Arrivano 13 nuovi layout su PowerPoint
Il pacchetto più corposo riguarda i Smart Layout. Microsoft ne ha aggiunti 13, tra cui timeline, liste e template pensati per presentare un gruppo di lavoro, tipo il classico “Conosci il team”. Le categorie sono state riorganizzate, così ritrovare quello che serve diventa meno faticoso.
Non è solo una questione di nuovi modelli. L’azienda dice di aver reso più semplice l’inserimento di più immagini in contemporanea, una di quelle operazioni che di solito costa parecchi tentativi. E poi c’è il testo segnaposto, ora più chiaro sui nodi che non vengono modificati, dettaglio piccolo ma utile quando si costruisce una slide da zero. Le novità sono già in fase di distribuzione, mentre la disponibilità completa è attesa per il mese prossimo, con l’aggiunta di altri layout ancora in arrivo.
Tredici temi nuovi e un ribbon rivisto
Capitolo estetica. Nella scheda Design compaiono 13 nuovi temi, pronti da usare per chi vuole dare un aspetto diverso alle proprie presentazioni. Qualche tema più datato è stato ritirato, ma niente panico: si possono recuperare senza problemi dal Backstage, quindi nulla va perso per sempre.
Chi ha già presentazioni costruite su uno dei temi ritirati può stare tranquillo, perché quei file restano esattamente come sono, senza modifiche a sorpresa. Il ribbon Design è stato aggiornato per rendere tutto un po’ più immediato da usare. Al momento la funzione è riservata ai clienti Beta su Windows e Mac, con il rollout completo previsto per il mese prossimo.
File che si aprono più veloci, e finalmente si nota
Forse la novità che farà più piacere all’utente medio è proprio quella meno vistosa: l’apertura dei file.
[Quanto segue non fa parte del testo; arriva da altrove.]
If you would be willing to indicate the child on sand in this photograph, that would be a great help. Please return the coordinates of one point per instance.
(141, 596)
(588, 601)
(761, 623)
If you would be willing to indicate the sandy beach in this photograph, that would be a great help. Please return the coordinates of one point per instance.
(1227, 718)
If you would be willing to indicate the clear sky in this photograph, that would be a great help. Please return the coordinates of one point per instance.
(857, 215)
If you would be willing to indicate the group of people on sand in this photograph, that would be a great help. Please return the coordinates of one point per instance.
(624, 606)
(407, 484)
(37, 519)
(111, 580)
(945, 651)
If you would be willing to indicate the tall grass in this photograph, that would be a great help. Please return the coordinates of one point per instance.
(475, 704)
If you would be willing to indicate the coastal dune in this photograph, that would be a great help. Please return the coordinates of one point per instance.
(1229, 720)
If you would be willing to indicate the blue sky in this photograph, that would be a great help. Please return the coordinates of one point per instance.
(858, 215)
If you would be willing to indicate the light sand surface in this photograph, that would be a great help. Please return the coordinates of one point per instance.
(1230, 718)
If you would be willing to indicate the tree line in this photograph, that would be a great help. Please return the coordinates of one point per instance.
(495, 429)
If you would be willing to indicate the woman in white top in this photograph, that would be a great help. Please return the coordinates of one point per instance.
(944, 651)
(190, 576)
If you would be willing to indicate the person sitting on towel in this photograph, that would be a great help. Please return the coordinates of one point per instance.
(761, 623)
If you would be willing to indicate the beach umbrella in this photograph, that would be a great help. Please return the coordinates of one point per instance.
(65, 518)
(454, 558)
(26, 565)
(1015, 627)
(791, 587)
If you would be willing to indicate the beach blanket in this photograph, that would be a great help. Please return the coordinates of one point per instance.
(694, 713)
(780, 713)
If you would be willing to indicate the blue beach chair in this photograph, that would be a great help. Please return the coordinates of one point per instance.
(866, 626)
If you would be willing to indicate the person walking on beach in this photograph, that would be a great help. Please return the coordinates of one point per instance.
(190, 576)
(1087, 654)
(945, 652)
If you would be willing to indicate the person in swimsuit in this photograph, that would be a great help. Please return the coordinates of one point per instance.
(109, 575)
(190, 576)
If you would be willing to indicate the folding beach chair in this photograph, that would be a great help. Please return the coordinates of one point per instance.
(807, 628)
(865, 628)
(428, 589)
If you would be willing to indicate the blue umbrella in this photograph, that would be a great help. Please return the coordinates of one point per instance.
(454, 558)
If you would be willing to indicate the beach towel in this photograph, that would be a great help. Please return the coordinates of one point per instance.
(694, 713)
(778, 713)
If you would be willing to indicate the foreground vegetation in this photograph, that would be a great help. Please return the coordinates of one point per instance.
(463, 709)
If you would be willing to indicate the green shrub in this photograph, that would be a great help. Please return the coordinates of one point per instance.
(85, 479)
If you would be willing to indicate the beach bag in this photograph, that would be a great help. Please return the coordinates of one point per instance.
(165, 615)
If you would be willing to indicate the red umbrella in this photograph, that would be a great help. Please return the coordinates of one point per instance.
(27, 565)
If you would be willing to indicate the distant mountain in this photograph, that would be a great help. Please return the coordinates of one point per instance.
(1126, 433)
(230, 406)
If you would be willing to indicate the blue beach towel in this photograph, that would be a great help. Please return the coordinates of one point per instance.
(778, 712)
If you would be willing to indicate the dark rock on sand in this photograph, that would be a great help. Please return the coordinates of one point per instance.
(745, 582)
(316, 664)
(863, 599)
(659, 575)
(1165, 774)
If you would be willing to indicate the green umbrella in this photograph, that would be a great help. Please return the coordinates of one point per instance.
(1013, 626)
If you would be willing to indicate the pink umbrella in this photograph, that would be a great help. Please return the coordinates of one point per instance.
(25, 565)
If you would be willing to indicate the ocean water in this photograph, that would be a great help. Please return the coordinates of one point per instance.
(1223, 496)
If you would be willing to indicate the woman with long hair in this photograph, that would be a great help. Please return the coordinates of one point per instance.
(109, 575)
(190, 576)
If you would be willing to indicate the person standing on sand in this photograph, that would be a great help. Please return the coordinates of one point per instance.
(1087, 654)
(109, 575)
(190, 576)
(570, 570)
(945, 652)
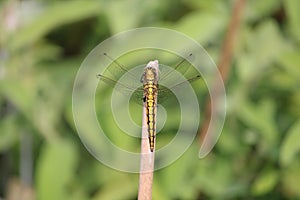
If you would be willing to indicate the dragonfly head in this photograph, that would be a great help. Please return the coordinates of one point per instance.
(150, 72)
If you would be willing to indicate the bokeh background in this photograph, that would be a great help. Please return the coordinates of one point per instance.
(42, 44)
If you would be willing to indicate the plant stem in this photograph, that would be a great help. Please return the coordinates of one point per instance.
(146, 163)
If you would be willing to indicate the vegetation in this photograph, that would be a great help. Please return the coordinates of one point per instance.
(42, 45)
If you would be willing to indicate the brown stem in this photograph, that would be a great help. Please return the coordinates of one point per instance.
(225, 59)
(147, 164)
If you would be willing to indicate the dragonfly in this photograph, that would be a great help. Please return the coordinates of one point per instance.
(150, 92)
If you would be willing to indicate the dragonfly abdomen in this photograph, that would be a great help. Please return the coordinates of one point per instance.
(150, 83)
(150, 101)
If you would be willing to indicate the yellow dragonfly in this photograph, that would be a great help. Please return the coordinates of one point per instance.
(148, 90)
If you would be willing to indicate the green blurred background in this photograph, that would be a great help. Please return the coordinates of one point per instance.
(42, 44)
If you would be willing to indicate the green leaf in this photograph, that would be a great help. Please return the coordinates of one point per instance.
(293, 15)
(55, 170)
(58, 14)
(209, 25)
(265, 182)
(9, 133)
(290, 180)
(260, 117)
(124, 15)
(290, 146)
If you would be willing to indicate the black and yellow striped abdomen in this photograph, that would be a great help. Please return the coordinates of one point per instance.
(150, 85)
(150, 91)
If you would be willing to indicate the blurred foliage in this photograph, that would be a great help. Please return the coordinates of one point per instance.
(42, 45)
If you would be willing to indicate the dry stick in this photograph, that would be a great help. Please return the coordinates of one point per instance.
(225, 60)
(147, 163)
(147, 157)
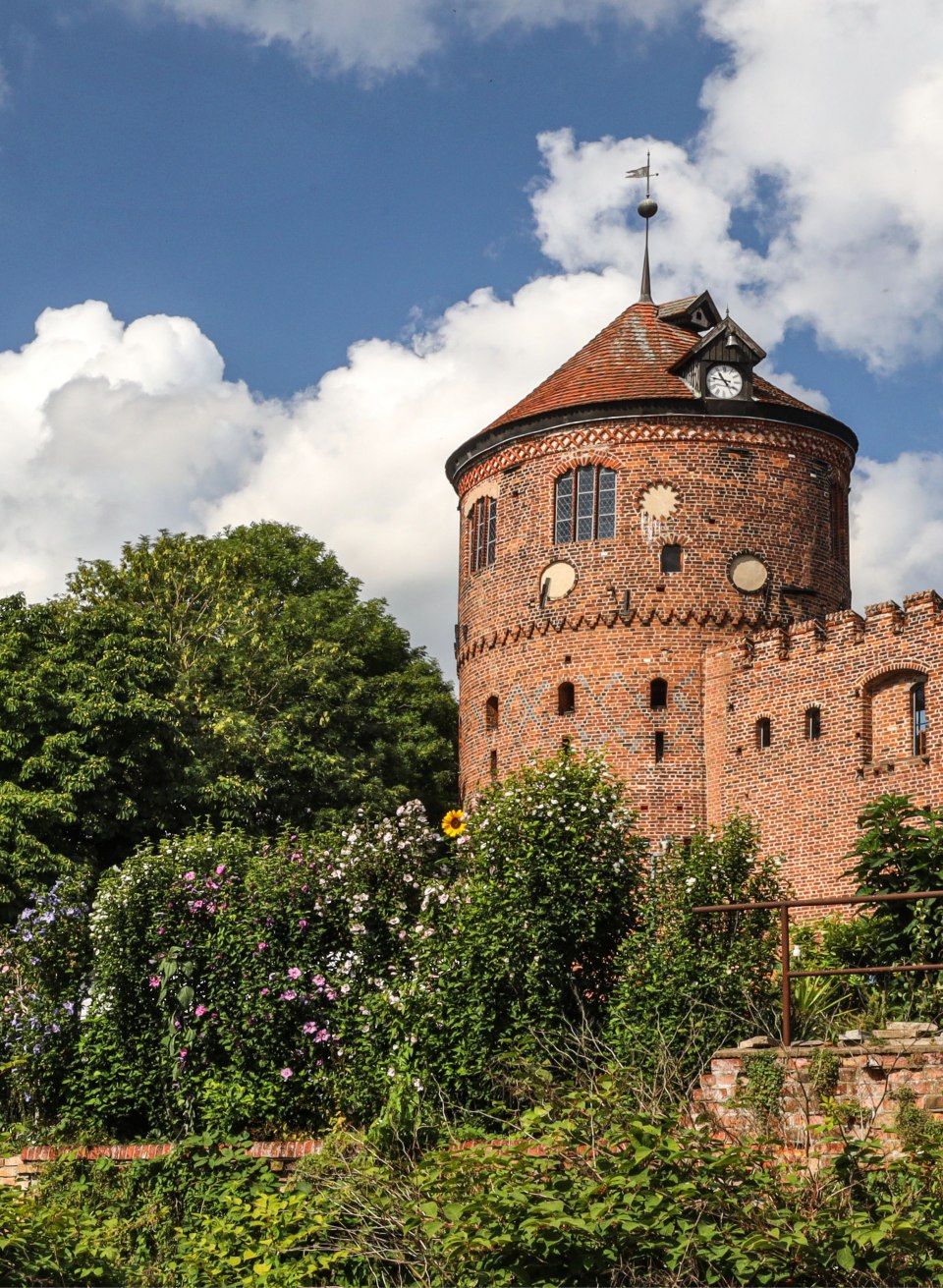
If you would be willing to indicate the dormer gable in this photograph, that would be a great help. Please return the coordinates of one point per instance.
(722, 364)
(694, 313)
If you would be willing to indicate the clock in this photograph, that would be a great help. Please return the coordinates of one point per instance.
(724, 381)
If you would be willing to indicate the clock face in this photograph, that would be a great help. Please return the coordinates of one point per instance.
(724, 381)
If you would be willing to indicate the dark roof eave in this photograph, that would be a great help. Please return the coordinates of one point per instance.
(486, 443)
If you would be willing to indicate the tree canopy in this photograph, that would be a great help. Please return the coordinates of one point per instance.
(239, 678)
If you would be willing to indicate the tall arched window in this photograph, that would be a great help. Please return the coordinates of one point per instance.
(482, 532)
(670, 558)
(918, 717)
(585, 505)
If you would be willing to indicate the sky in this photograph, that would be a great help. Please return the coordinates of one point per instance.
(275, 259)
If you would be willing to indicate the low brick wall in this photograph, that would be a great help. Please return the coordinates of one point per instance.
(869, 1078)
(24, 1168)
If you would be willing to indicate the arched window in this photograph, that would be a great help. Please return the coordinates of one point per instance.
(894, 716)
(482, 532)
(918, 717)
(670, 558)
(585, 505)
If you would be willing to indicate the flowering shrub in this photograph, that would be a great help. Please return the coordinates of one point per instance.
(44, 965)
(228, 976)
(691, 982)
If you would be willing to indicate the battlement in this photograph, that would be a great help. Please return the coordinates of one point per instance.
(886, 628)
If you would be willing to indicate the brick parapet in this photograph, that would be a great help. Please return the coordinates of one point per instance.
(869, 1078)
(806, 792)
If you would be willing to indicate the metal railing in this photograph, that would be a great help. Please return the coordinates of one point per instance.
(787, 973)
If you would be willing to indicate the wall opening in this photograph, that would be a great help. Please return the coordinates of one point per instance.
(670, 558)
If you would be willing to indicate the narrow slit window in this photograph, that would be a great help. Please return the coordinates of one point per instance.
(670, 558)
(585, 505)
(482, 532)
(918, 717)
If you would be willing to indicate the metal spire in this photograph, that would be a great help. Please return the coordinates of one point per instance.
(647, 207)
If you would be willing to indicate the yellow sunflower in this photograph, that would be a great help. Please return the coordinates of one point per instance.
(455, 822)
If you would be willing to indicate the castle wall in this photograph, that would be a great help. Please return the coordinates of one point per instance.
(860, 672)
(735, 485)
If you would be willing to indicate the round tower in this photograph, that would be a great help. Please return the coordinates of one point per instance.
(652, 497)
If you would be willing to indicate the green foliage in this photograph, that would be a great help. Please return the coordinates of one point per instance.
(582, 1191)
(692, 981)
(234, 679)
(823, 1072)
(45, 959)
(232, 980)
(525, 947)
(764, 1081)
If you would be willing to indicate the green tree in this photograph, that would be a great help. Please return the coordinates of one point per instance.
(236, 678)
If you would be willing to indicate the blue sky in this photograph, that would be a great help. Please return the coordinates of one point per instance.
(276, 257)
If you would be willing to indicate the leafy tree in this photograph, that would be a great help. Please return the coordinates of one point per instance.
(236, 679)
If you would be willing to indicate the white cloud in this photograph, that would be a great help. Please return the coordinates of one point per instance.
(385, 36)
(897, 527)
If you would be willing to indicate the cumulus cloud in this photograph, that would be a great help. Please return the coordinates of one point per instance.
(385, 36)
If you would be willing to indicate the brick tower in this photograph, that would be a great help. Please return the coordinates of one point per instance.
(653, 497)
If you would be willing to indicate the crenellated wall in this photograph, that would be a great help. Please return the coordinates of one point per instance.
(860, 674)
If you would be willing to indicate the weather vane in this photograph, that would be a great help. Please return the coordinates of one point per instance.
(647, 207)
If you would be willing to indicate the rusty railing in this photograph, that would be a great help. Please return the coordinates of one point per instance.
(787, 974)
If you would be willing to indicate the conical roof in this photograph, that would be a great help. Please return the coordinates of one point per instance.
(632, 359)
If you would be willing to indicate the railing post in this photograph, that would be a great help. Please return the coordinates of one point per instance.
(785, 951)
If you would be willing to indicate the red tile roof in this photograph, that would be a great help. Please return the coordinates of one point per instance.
(630, 359)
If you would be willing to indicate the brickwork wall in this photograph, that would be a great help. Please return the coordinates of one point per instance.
(741, 485)
(805, 792)
(869, 1076)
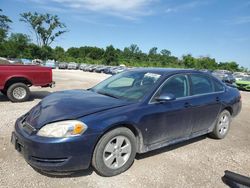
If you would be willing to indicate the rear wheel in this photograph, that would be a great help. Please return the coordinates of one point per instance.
(222, 126)
(115, 152)
(18, 92)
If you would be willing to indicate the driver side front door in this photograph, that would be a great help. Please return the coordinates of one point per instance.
(171, 120)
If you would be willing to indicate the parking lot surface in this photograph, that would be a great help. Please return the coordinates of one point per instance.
(200, 162)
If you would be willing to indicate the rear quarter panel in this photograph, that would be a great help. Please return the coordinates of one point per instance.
(232, 98)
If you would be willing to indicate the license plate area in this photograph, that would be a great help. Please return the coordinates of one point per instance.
(15, 142)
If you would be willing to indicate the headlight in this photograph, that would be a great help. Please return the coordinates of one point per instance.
(63, 129)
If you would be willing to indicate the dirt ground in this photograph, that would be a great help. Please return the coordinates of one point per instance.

Basta con la sequenza di finestre di dialogo per autenticazione e caricamento che comparivano una dopo l’altra. Ora c’è una singola finestra di progresso che spiega gli stessi passaggi, senza costringere a cliccare qua e là prima di vedere la prima slide.
Sembra un dettaglio da poco, eppure chiunque abbia mai aperto un file PowerPoint salvato su SharePoint sa bene di cosa si sta parlando. Quelle attese, quei pop up in fila, quel senso di “ma quanto ci vuole”. Questo miglioramento è già disponibile per la maggior parte degli utenti Windows e Mac, con il rollout completo che dovrebbe chiudersi il mese prossimo.